# Conjugate homogeneity

1. Jul 22, 2009

### evilpostingmong

(aT)∗ = $$\bar{a}$$T∗ for all a ∈ C and T ∈ L(V,W);
This doesn't make much sense to me. Isn't a supposed to be=x+iy and
$$\bar{a}$$=x-iy? Not a fan of complex numbers. And
this proof also confuses me.

7.1 Proposition: Every eigenvalue of a self-adjoint operator is real.

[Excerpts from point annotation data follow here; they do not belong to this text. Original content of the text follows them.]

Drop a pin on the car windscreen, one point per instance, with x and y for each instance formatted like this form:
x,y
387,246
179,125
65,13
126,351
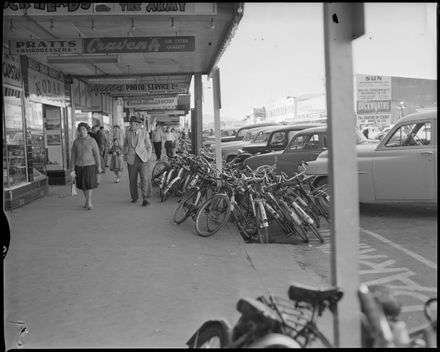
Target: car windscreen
x,y
360,138
261,137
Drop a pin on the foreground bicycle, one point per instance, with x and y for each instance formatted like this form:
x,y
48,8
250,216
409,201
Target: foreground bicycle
x,y
277,322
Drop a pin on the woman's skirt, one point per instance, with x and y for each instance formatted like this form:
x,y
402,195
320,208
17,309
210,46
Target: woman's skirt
x,y
86,177
116,163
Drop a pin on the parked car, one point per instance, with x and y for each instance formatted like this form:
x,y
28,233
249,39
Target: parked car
x,y
230,149
276,138
383,132
242,130
402,168
306,145
226,134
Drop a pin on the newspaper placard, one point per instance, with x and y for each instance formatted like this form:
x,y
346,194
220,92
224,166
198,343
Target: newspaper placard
x,y
373,87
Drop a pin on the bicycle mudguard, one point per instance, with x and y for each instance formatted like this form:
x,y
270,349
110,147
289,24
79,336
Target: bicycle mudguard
x,y
275,341
223,323
251,307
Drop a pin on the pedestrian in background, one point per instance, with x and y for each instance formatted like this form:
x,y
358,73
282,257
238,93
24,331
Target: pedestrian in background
x,y
117,133
169,139
85,163
116,159
102,146
158,138
137,153
107,146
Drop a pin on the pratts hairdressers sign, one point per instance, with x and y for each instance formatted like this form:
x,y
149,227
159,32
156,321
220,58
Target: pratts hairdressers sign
x,y
134,8
103,45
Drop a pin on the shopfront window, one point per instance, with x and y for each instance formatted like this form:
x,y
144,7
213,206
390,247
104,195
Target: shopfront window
x,y
15,143
54,149
37,151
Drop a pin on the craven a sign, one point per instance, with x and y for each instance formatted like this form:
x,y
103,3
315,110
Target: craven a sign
x,y
138,44
103,45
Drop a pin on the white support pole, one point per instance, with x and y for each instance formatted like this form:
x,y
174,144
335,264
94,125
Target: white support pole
x,y
197,124
339,26
217,106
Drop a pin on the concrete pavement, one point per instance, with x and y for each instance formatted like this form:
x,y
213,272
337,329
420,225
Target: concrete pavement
x,y
123,275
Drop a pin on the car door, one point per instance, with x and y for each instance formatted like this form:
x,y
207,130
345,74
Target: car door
x,y
302,147
404,167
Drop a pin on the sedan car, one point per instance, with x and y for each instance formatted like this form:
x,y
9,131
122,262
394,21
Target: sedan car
x,y
402,168
276,138
306,145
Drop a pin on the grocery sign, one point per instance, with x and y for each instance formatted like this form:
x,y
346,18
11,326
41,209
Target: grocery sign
x,y
140,89
103,45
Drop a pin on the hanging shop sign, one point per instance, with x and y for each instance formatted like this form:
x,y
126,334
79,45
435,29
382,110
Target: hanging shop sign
x,y
138,44
11,70
140,89
103,45
376,106
153,103
108,8
45,89
374,120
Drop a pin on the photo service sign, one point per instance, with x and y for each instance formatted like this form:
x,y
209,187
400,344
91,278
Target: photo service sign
x,y
103,45
139,89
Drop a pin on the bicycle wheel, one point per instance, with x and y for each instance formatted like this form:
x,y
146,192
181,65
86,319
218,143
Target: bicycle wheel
x,y
158,169
185,207
212,336
262,232
315,232
297,229
212,215
324,199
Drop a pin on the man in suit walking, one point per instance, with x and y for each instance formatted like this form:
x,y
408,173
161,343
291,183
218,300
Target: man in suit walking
x,y
137,153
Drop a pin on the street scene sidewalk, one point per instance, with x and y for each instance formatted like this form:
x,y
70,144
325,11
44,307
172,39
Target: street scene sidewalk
x,y
123,275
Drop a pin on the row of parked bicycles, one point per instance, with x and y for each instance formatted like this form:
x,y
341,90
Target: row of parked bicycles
x,y
252,199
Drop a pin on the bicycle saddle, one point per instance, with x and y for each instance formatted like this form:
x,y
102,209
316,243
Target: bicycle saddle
x,y
314,296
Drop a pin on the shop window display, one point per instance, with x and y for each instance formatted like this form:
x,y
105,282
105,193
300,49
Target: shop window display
x,y
37,151
15,143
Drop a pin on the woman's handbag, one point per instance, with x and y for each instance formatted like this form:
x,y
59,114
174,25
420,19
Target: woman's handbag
x,y
73,189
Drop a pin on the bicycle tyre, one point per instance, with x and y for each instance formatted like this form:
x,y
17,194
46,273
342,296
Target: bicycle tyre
x,y
315,232
262,232
185,207
158,169
212,336
298,230
213,208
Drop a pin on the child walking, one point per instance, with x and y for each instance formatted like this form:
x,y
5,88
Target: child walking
x,y
116,161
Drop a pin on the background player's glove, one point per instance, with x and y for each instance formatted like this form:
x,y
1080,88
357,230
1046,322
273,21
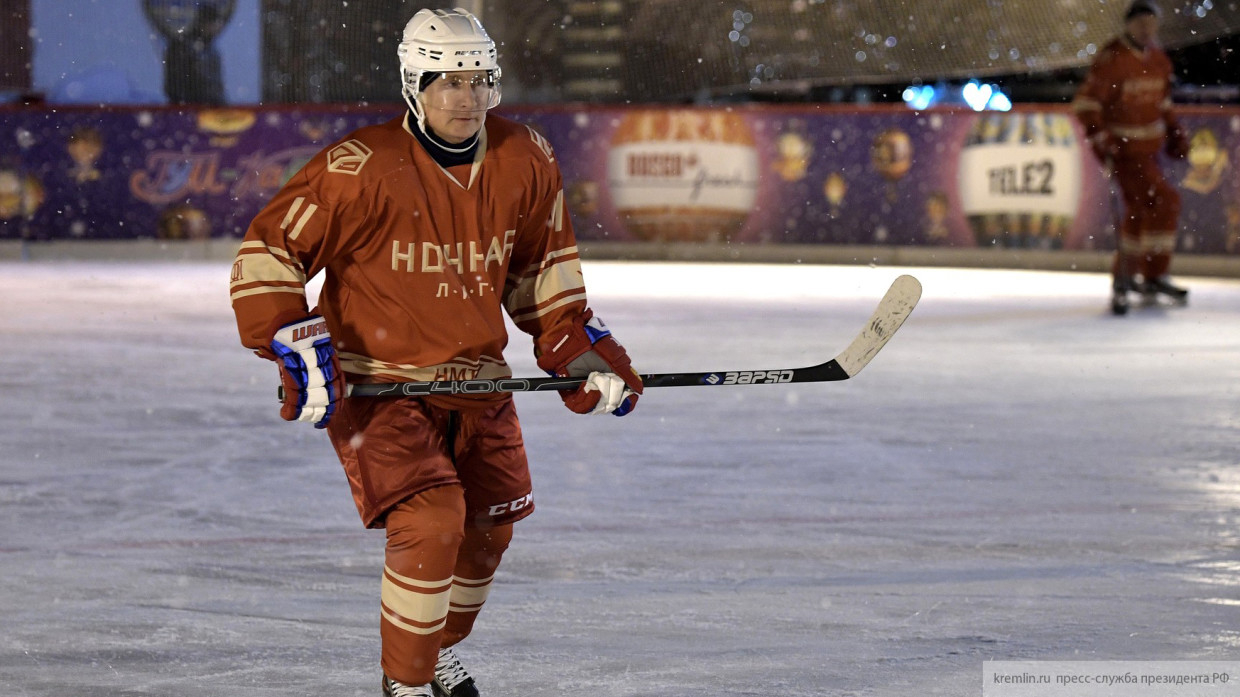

Proof: Suppose T is a self-adjoint operator on V. Let λ be an
eigenvalue of T, and let v be a nonzero vector in V such that Tv = λv.
Then
λllvll2 = <λv,v>
= <Tv,v>
= <v,Tv>
= <v,λv>
= $$\bar{λ}$$llvll2 that 955 is lambda
so im guessing that for <Tv, v> to=<v, Tv>, the eigenvalue
should not have a conjugate of the form x-iy but just a real number.
I mean that makes sense I guess. In other words, the matrix for T* should not be a conjugate
transpose since the matrix of T must=the matrix of T* for self adjointness.

Last edited: Jul 22, 2009
2. Jul 22, 2009

### tiny-tim

Hi evilpostingmong!

(it's \bar{\lambda} )
Shouldn't that be

= <v,Tv>*
= <v,λv>*
= λ*<v,v>* ?

3. Jul 22, 2009

### evilpostingmong

yes it should

4. Jul 22, 2009

### HallsofIvy

But, of course, <v, v> is a positive real number (part of the definition of "inner product") so that is $\lambda<v,v>= \lambda^*<v,v>^*= \lambda^*<v,v>$.